Theater Review: “Choir Boy” — Musical Grace

By Robert Israel

Few of the numbers in Choir Boy fail to astonish.

Choir Boy by Terrell Alvin McCraney. Directed by Maurice Emmanuel Parent. Staged by SpeakEasy Stage Company at the Calderwood Pavilion, Boston Center for the Arts, 527 Tremont St., Boston, MA, through October 19.

Malik Mitchell and members of the cast of the SpeakEasy Stage Company production of “Choir Boy.” Photo: Nile Scott Photos.

The SpeakEasy Stage production of Terrell Alvin McCraney’s one-act play Choir Boy is a hot ticket in Boston at the moment, thanks to the staging’s talented 10-member all-male ensemble cast, performing under the insightful direction of Maurice Emmanuel Parent. Add co-conspirators David Freeman Coleman (music director) and Yewande Ocietoyinbo and Ruka White (choreography) to the mix, and you have a show that zestfully captures hearts, minds, and spirit.

But the show’s core magnetism comes from the cast’s stellar a cappella delivery of traditional gospel tunes, along with a peppering of finely crooned contemporary songs. (Some of the music is written by Jason Michael Webb and Fitz Patton, with some arrangements provided by Webb.) These tunes, performed by the cast in perfect harmony (with several outstanding solos) generate plenty of onstage foot stomping, arm flailing, kung fu ferocity. There is nary a number that does not astonish. Taken together, the score delivers what folk/roots performing artist Ben Harper celebrates in his tune the “Power of the Gospel.” To quote Harper, the songs sung by the ensemble in Choir Boy will “make a weak man mighty . . . make a mighty man fall . . . it will fill your heart and hand, or leave you with nothing at all.”

Playwright McCraney — who wrote the script for the Oscar-winning film Moonlight — tells the story of a group of African American boys matriculating at the school in an unnamed location (we assume it is the American South) where the school choir occupies a central place in the institution’s devotional consciousness. It is not by accident that an electrified crucifix dominates center stage: the power of gospel, after all, is powered by various fuels: neon, as is the stage prop, and the unfailing energy of deep faith.

But what if that faith is tested by questions of sexuality? Issues of sexual identity – specifically, of attraction to the same sex — are in direct conflict with the teachings of the Church. The catechism, after all, instructs students to put their faith in family and fellowship and to eschew matters of carnal fulfillment. As exemplified by the “boy” in the play’s title, Pharus Jonathan Young (played by the ultra-talented Isaiah Reynolds), that elemental conflict cannot be contained or controlled (or suppressed) by belief in God alone. His gay inclinations ooze from his pores — as the light streams from the illuminated onstage crucifix.

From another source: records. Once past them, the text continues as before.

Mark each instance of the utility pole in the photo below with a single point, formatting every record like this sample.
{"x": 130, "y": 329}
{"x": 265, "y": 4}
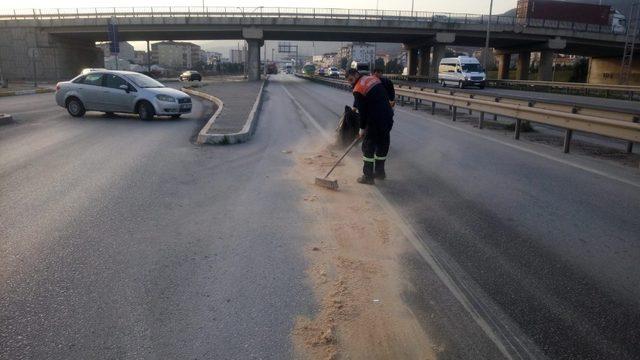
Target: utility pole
{"x": 148, "y": 58}
{"x": 486, "y": 43}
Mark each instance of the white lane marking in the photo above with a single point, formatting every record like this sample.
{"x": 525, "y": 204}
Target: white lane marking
{"x": 466, "y": 298}
{"x": 530, "y": 151}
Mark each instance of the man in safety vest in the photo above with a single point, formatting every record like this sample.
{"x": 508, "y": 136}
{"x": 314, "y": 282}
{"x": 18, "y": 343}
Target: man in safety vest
{"x": 376, "y": 120}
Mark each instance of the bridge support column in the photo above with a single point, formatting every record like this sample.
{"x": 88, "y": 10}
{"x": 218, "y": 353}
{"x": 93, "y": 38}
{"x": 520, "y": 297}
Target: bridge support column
{"x": 58, "y": 58}
{"x": 412, "y": 60}
{"x": 254, "y": 37}
{"x": 545, "y": 70}
{"x": 522, "y": 70}
{"x": 504, "y": 61}
{"x": 423, "y": 61}
{"x": 253, "y": 60}
{"x": 437, "y": 55}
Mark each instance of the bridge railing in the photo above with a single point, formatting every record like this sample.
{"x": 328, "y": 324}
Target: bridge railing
{"x": 271, "y": 12}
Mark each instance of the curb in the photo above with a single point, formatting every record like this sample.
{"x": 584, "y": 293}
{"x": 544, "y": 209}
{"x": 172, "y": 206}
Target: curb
{"x": 213, "y": 118}
{"x": 234, "y": 138}
{"x": 26, "y": 92}
{"x": 5, "y": 119}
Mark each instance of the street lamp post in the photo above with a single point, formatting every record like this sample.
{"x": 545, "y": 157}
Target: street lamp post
{"x": 486, "y": 43}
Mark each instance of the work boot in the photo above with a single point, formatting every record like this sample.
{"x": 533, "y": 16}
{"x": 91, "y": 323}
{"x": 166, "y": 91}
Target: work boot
{"x": 366, "y": 180}
{"x": 367, "y": 177}
{"x": 379, "y": 173}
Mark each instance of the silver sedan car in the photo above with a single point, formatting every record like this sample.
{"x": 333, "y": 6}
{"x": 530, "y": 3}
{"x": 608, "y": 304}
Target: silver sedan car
{"x": 114, "y": 91}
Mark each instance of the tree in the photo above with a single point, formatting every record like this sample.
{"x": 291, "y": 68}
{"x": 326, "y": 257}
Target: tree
{"x": 379, "y": 64}
{"x": 580, "y": 71}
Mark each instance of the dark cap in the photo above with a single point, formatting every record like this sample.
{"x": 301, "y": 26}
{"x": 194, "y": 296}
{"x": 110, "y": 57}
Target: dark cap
{"x": 352, "y": 72}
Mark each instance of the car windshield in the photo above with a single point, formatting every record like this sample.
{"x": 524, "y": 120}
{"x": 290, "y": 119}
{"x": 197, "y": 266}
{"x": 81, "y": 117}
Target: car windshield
{"x": 143, "y": 81}
{"x": 471, "y": 68}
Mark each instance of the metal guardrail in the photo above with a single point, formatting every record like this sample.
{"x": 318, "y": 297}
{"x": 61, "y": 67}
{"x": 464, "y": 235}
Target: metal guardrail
{"x": 608, "y": 91}
{"x": 276, "y": 12}
{"x": 625, "y": 92}
{"x": 619, "y": 125}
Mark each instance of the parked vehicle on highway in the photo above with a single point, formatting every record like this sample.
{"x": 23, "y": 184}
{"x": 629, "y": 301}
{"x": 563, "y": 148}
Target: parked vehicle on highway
{"x": 333, "y": 72}
{"x": 190, "y": 75}
{"x": 461, "y": 71}
{"x": 363, "y": 68}
{"x": 308, "y": 69}
{"x": 88, "y": 70}
{"x": 114, "y": 91}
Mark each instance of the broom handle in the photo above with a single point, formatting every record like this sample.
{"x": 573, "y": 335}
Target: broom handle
{"x": 343, "y": 155}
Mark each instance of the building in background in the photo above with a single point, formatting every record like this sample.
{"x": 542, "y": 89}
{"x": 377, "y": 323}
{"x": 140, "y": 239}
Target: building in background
{"x": 126, "y": 50}
{"x": 140, "y": 57}
{"x": 213, "y": 57}
{"x": 176, "y": 55}
{"x": 238, "y": 56}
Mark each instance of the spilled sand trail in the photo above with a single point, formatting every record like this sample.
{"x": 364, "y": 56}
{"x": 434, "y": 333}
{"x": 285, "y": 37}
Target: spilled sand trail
{"x": 355, "y": 271}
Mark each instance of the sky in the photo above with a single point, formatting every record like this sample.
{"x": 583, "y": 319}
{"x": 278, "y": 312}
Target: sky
{"x": 456, "y": 6}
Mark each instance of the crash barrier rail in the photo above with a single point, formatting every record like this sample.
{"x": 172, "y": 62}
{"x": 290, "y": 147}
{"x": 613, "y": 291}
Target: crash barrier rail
{"x": 608, "y": 91}
{"x": 611, "y": 123}
{"x": 271, "y": 12}
{"x": 625, "y": 92}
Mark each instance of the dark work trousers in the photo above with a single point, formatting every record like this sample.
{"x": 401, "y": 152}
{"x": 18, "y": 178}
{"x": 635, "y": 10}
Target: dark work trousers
{"x": 375, "y": 147}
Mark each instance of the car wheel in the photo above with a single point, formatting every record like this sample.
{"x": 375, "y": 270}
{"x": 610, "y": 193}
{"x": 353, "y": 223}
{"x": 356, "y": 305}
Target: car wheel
{"x": 146, "y": 111}
{"x": 75, "y": 107}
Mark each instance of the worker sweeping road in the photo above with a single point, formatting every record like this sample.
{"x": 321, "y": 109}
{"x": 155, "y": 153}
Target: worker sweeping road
{"x": 376, "y": 120}
{"x": 388, "y": 86}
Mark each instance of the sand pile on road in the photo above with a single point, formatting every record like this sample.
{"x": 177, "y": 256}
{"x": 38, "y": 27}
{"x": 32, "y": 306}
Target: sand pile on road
{"x": 355, "y": 272}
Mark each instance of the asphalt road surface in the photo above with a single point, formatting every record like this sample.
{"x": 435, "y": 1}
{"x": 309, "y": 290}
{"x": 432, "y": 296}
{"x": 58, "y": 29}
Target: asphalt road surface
{"x": 122, "y": 239}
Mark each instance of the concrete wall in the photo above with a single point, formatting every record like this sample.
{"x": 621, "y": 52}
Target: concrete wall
{"x": 58, "y": 58}
{"x": 606, "y": 71}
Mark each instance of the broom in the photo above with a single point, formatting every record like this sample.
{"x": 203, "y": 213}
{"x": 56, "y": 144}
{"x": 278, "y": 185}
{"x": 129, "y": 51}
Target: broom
{"x": 333, "y": 184}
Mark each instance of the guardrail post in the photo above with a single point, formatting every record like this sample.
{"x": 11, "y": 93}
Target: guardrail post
{"x": 516, "y": 135}
{"x": 567, "y": 140}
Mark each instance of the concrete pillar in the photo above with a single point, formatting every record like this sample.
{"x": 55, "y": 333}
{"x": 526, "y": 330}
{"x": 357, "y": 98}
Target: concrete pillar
{"x": 522, "y": 71}
{"x": 412, "y": 60}
{"x": 423, "y": 61}
{"x": 253, "y": 60}
{"x": 545, "y": 70}
{"x": 504, "y": 61}
{"x": 437, "y": 55}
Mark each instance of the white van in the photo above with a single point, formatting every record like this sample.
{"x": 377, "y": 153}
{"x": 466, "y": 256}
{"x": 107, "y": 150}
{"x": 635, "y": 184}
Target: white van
{"x": 461, "y": 71}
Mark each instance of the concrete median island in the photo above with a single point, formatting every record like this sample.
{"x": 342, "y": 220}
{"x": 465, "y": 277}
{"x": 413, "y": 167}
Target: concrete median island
{"x": 235, "y": 119}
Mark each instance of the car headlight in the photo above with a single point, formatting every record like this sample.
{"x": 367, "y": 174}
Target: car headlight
{"x": 166, "y": 98}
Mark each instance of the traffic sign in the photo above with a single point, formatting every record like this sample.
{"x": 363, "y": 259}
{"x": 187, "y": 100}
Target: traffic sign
{"x": 33, "y": 52}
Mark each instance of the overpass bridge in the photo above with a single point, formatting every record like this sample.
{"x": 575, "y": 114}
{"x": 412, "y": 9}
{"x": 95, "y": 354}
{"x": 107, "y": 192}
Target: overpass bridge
{"x": 64, "y": 38}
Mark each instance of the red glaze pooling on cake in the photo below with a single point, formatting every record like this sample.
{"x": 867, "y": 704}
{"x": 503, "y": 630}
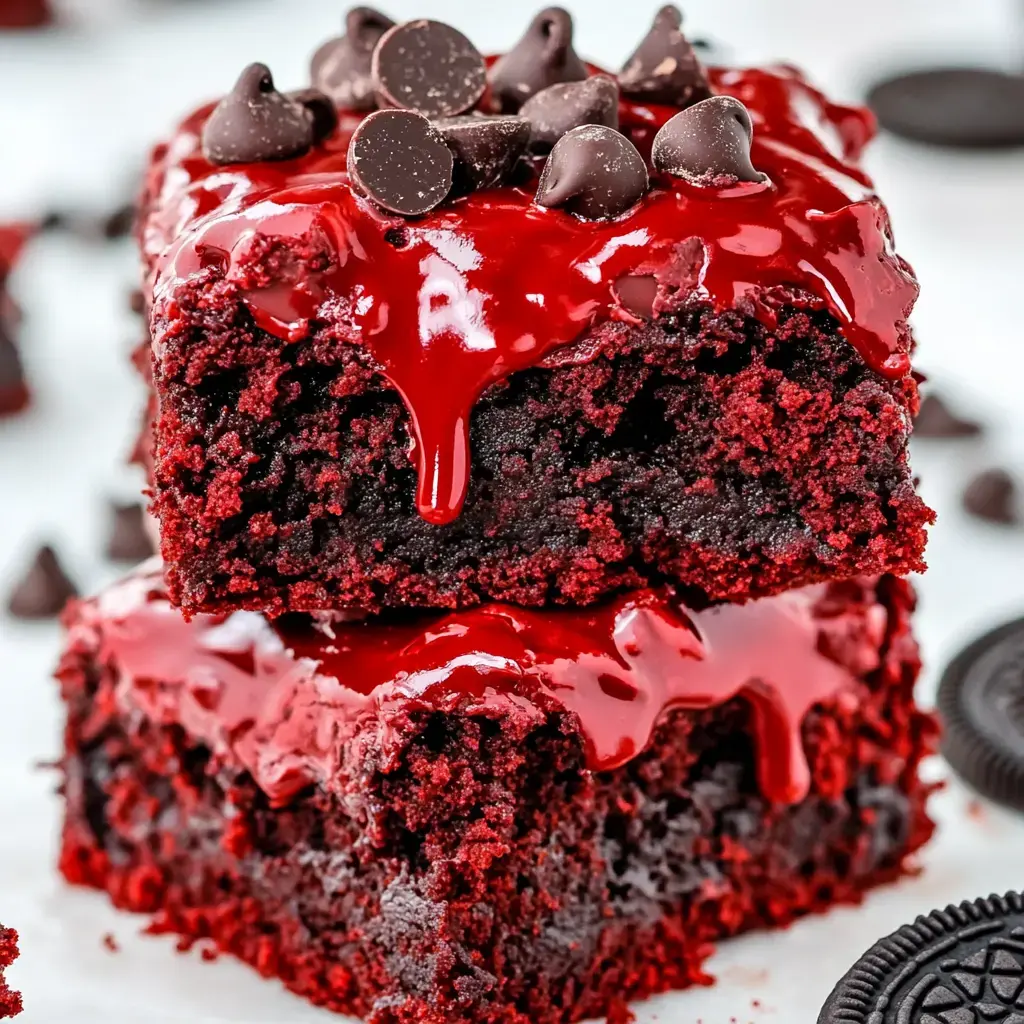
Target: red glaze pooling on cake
{"x": 487, "y": 285}
{"x": 284, "y": 699}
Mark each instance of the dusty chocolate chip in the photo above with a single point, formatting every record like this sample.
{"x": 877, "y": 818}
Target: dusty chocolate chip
{"x": 936, "y": 419}
{"x": 970, "y": 108}
{"x": 430, "y": 68}
{"x": 544, "y": 56}
{"x": 401, "y": 162}
{"x": 44, "y": 590}
{"x": 594, "y": 172}
{"x": 708, "y": 143}
{"x": 254, "y": 122}
{"x": 129, "y": 540}
{"x": 665, "y": 68}
{"x": 341, "y": 67}
{"x": 992, "y": 496}
{"x": 485, "y": 148}
{"x": 561, "y": 108}
{"x": 322, "y": 110}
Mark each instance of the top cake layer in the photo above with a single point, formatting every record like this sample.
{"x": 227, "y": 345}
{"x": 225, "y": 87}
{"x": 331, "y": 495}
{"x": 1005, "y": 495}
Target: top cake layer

Director Parent wisely pumps up Choir Boy‘s physical and choral elements in order to compensate for the script’s vulnerabilities; the play, in many places, is weak. The spoken words fall short of the production’s musical punch. For example, the encounters between several of the students and Headmaster Marrow (J. Jerome Rogers) are predictable (these include reprimands, rote citations of house rules, repeated reminders to call home, etc). Yes, these conflicts place us firmly in the school’s environment by painting a realistic portrait of a repressive educational environment. But, in contrast to the show’s electrifying harmonics, they are prosaic, undramatic. There are too many of them, to the point that you become impatient for them to end. Paring them back (especially deleting the awkward “calling home” scenes) would make those that remain more immediate — because they would be less familiar.

My point may seem minor in a show that clocks in at just a bit over an hour and a half. But the propulsion of the production stutters too often. In contrast, the script contains many surprises and, near Choir Boy‘s end, some unexpected compassion.

To quote again from Harper’s “Power of the Gospel”: “Now you may leave tomorrow . . . and you may leave today . . . but you’ve got to have the gospel, when you start out on your way.” It is that kind of electrifying grace that Choir Boy supplies — generously.